While daily ICE arrests rose 170 percent following Trump's second inauguration, the share of those arrested with a criminal conviction declined from 52 percent to 37 percent, according to Chloe N. East, Caitlin Patler, and Elizabeth Cox.
Bruno Cavani, Christopher Clayton, Amanda Dos Santos, Matteo Maggiori, and Jesse Schreger find that US mutual fund holdings of Chinese Renminbi-denominated bonds fell roughly 50 percent between 2021 and 2024, with about 65 percent of the decline driven by funds exiting RMB positions entirely. At the same time, total foreign holdings of Chinese bonds rose to $625 billion in 2024.
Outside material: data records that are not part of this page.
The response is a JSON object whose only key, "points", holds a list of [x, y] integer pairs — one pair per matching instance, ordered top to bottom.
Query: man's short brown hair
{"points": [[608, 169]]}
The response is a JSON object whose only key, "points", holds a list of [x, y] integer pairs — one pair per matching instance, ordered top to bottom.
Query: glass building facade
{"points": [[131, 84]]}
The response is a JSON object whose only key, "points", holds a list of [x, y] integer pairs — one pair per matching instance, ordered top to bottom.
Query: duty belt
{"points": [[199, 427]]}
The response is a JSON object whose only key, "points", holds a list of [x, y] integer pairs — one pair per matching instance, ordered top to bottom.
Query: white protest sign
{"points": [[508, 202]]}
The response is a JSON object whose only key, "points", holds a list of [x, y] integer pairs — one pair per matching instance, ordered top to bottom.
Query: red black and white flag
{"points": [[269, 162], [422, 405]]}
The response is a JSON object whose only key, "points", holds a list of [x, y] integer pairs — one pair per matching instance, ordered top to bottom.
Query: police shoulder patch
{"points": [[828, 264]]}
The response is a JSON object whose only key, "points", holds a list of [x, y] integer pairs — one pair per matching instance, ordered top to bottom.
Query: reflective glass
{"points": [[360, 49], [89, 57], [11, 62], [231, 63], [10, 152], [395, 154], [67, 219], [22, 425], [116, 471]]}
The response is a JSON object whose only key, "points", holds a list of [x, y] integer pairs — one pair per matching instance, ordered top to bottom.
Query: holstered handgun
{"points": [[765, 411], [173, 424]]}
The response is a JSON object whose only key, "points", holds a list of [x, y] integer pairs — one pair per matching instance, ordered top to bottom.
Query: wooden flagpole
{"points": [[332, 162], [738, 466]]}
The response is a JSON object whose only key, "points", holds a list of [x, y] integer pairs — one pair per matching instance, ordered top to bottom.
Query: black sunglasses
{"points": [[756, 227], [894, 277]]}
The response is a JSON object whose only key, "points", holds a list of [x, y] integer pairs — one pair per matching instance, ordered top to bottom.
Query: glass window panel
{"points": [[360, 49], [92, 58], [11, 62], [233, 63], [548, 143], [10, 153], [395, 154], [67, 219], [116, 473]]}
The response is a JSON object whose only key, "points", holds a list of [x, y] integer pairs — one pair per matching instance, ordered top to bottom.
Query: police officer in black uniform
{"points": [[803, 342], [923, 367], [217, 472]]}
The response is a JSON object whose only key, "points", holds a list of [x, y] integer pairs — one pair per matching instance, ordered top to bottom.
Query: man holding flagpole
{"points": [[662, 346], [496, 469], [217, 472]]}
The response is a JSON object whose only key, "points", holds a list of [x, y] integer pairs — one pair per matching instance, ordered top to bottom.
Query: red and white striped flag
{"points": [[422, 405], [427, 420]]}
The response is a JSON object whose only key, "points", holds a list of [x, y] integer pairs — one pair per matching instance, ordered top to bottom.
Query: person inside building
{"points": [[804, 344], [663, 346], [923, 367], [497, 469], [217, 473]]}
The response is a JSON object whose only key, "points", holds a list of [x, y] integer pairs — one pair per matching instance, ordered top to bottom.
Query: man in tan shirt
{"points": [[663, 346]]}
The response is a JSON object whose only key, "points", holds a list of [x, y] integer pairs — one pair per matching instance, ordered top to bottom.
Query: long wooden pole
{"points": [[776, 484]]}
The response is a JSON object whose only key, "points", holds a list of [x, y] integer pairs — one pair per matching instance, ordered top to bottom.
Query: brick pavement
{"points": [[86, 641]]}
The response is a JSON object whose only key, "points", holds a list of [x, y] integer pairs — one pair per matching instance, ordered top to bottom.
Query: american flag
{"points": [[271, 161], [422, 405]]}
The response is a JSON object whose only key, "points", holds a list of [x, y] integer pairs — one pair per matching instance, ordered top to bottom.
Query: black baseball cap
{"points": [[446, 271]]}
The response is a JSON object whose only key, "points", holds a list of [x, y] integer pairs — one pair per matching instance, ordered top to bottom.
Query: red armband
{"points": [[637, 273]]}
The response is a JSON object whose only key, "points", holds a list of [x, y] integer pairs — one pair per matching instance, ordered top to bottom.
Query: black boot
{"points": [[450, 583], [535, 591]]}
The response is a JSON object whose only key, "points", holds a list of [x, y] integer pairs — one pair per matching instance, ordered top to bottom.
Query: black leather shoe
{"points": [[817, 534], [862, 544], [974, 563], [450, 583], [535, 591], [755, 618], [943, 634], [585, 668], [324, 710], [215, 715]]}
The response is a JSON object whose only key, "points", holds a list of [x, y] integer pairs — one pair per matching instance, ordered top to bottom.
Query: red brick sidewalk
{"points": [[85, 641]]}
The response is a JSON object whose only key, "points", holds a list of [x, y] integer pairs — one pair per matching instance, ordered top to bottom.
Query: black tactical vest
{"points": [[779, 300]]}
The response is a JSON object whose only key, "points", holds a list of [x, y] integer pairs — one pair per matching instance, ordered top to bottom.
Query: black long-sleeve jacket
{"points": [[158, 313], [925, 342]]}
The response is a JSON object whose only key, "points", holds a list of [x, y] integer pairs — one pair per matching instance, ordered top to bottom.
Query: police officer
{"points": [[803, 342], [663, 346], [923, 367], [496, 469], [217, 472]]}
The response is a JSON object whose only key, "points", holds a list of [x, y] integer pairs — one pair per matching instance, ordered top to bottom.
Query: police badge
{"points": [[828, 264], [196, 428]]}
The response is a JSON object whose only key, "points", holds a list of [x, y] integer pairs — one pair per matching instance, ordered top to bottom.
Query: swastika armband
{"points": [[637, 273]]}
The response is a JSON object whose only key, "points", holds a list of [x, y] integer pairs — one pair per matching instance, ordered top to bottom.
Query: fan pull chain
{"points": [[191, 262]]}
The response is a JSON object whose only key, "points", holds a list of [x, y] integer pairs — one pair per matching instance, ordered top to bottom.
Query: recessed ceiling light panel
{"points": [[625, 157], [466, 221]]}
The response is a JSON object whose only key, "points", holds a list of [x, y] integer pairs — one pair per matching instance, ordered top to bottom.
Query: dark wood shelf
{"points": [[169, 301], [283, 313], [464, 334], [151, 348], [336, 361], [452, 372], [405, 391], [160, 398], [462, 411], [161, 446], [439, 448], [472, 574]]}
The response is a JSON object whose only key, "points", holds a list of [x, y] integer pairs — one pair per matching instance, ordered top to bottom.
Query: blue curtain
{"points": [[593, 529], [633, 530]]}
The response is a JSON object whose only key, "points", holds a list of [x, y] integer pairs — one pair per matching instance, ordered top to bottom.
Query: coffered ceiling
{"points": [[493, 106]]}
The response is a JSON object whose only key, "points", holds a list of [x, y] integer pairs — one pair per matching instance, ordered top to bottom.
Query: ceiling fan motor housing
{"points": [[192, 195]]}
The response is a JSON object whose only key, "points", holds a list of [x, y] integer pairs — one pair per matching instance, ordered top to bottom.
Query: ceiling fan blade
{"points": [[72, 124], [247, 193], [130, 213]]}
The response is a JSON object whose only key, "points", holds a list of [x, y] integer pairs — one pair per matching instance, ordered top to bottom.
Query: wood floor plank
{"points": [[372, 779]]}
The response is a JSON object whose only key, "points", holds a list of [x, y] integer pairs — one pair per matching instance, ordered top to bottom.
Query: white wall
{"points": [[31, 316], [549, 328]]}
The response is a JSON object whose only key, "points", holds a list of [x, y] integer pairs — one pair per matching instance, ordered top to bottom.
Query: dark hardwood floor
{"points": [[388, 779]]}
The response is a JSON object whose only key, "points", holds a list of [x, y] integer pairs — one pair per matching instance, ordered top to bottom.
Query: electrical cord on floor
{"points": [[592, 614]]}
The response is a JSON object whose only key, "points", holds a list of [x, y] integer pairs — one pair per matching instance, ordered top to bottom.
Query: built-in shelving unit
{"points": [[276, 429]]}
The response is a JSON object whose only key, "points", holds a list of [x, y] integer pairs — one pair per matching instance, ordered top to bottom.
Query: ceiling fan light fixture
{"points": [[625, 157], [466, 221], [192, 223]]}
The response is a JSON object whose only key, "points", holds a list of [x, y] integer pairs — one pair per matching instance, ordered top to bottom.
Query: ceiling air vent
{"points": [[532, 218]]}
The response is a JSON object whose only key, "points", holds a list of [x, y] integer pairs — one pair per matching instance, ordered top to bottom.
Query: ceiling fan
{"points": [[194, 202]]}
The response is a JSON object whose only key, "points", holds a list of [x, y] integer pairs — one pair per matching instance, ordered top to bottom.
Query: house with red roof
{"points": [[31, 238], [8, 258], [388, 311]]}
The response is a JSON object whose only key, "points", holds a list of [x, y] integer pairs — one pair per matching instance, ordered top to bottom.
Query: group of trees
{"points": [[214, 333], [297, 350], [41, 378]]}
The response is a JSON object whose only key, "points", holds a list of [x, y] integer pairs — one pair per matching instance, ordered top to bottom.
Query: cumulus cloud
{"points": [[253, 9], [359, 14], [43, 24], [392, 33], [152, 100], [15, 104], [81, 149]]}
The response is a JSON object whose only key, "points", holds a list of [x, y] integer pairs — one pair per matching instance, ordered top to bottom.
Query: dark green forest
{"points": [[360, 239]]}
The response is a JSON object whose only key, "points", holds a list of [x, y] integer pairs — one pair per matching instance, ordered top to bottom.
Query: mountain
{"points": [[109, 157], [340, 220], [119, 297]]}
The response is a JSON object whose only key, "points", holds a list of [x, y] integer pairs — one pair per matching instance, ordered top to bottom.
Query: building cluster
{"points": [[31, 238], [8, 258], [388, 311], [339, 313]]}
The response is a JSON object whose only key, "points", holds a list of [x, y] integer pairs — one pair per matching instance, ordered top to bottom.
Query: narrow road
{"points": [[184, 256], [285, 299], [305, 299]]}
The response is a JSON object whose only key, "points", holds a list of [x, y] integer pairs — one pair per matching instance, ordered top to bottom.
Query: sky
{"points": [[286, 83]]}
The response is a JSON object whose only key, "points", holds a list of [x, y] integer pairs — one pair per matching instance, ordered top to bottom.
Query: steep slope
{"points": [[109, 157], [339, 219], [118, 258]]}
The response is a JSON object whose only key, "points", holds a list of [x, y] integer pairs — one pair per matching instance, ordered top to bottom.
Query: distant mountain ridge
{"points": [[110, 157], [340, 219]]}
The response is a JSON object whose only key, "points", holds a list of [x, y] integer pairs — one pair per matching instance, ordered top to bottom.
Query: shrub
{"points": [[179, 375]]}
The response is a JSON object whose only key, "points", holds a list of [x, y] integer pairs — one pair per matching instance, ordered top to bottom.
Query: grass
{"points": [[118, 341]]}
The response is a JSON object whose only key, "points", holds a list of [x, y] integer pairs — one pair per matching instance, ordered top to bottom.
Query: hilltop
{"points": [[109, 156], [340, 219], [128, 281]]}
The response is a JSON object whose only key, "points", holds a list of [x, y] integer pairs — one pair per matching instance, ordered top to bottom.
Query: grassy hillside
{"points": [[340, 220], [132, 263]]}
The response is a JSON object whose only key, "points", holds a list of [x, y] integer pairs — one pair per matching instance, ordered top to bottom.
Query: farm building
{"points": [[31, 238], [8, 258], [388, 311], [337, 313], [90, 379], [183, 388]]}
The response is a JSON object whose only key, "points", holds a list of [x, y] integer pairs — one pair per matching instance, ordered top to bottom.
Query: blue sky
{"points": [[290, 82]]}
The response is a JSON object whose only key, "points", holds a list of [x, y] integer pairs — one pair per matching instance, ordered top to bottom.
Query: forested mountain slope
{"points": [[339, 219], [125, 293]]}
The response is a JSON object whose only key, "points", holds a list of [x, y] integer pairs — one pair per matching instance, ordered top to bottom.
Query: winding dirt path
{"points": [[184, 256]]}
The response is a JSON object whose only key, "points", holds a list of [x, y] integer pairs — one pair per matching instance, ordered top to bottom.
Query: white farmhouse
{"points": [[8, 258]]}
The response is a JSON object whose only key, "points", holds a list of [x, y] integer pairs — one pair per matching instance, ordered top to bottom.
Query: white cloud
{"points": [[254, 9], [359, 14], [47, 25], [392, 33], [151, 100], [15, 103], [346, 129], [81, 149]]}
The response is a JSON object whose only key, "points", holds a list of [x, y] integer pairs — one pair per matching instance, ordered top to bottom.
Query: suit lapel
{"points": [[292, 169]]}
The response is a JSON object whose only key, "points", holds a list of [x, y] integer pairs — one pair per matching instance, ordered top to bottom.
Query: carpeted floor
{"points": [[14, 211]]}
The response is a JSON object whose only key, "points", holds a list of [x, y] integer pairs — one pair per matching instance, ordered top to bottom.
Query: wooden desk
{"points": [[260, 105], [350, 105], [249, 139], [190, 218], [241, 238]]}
David C. Grabowski, Jonathan Gruber, and Brian E. McGarry find that a 25 percent increase in the annual net flow of immigrants would result in roughly 5,000 fewer elderly deaths per year primarily because the immigrants expand the healthcare workforce and reduce nursing home use.
Over the 1988–2016 period, Nigeria increased intergovernmental VAT transfers to states that saw active protests and that were politically aligned with the federal government by up to 2.2 percent annually, while non-aligned states saw transfers fall and greater police violence in response to protests, Belinda Archibong, Chinemelu Okafor, Evans S. Osabuohien, and Tom Moerenhout find.